Home > News > Nation
Saturday August 17, 2013 MYT 12:00:00 AM
Saturday August 17, 2013 MYT 7:42:49 AM
by andrew fernandez
Enthusiasts of radio-controlled model aircraft models driven by the fun and the “cool” factor are the main movers behind the emerging popularity of multirotor aircraft around the world.
But there are a wide range of uses for them in the professional arena.
Aerial photographers and videographers, and even movie makers, have found a low-cost method of practising their craft – one that allows them to fly much lower than commercial aircraft and without needing clearance from the Civil Aviation authorities.
More elaborate versions are used by the military and police in surveillance and search and rescue work while mapping companies in some developed countries use them to conduct low level aerial mapping, including street views.
Many are equipped with First Person View (FPV) systems, effectively putting the flyer in the cockpit of the aircraft.
FPV allows the flyer to remotely pilot his aircraft from a first person perspective via an onboard camera, fed wirelessly to video goggles or a video monitor.
The picture of the multirotor with Datuk Dr Wee Ka Siong is one such system and shows the camera used to be a GoPro model, which is capable of High Definition broadcast quality images. It is equipped with a camera stabilisation system to reduce camera jitter during flight and has a pan-and-tilt platform which would allow the flyer to adjust the camera angles.
Should the video goggles have a built-in gyroscope, it would allow the camera on the aircraft to follow the turn of the flyer’s head, as if he was a real pilot looking out the window of a real aircraft.
How far away could the person flying it have been?

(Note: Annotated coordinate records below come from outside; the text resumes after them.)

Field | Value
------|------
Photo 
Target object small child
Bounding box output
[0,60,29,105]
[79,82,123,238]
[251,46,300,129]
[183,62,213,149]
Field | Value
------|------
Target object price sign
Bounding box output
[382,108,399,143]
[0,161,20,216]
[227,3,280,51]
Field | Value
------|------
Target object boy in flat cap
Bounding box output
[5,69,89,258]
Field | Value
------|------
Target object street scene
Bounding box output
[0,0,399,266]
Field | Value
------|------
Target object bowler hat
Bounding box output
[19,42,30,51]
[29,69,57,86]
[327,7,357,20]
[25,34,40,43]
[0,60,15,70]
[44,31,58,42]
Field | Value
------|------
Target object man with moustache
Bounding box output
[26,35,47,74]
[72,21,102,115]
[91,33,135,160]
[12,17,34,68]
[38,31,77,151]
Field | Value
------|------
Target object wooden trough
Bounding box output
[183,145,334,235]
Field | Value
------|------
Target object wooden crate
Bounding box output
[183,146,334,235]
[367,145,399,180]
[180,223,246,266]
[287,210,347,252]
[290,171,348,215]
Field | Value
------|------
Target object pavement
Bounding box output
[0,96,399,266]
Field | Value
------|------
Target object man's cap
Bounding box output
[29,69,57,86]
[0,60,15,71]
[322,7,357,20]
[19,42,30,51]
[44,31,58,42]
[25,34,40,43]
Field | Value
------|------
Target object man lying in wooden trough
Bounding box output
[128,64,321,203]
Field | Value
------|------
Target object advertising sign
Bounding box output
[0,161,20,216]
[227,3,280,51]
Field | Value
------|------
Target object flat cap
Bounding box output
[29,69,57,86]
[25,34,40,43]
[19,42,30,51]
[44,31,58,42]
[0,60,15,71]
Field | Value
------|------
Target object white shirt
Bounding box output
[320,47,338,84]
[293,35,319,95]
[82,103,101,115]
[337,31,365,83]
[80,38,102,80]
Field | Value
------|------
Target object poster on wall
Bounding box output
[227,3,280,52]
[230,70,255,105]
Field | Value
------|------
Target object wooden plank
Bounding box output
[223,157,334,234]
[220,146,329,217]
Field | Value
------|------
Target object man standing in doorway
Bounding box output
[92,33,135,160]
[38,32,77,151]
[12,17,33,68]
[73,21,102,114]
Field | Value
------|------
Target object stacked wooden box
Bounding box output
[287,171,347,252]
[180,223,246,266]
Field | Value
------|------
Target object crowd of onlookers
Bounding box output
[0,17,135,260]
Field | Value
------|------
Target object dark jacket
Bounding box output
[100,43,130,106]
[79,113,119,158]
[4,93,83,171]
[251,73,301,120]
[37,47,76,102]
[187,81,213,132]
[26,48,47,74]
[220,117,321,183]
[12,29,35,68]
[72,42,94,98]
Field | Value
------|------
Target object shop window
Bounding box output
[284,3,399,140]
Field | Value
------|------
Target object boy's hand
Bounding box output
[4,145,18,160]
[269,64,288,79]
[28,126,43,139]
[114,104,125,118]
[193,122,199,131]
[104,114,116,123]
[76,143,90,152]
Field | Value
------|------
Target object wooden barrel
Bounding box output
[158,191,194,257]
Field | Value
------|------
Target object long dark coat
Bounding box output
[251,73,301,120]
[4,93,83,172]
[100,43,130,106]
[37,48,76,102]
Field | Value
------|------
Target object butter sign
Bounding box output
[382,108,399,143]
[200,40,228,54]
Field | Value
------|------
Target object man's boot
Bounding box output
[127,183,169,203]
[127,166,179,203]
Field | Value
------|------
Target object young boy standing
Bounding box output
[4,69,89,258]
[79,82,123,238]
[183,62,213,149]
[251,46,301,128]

The picture of the model shows a 2.4ghz receiver being used for the aircraft control system which would typically have a range of 3-5km based on line of sight.
But the range would ultimately be limited by the 5.8 ghz video transmission system. A circular polarised antenna is used, suggesting a range of at least 1km based on line of sight. Flight times are limited only by the size of the batteries and the maximum payload of the multirotor and could easily range from 5-30 minutes.

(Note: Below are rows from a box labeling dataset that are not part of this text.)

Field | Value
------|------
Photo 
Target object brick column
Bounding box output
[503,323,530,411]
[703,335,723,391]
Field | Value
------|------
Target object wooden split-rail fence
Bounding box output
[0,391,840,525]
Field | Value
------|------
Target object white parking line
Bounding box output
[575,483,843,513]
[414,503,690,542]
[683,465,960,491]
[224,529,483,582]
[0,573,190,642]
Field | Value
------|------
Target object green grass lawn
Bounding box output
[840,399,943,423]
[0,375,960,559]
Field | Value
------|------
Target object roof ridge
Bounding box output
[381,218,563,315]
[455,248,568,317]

Depending on one’s budget, the sky is really the limit with the available options.
GPS navigation and flight data, stabilisation systems, telemetry and autopilot devices are among them.
With suitable hardware and software, some versions can be programmed to take off and fly and land fully autonomously to waypoints selected on Google Earth Pro equipped notebook. Flight control hardware and software for the multirotors commonly originate from China, with the name DJI Innovations from Shenzhen among the most popular in the world.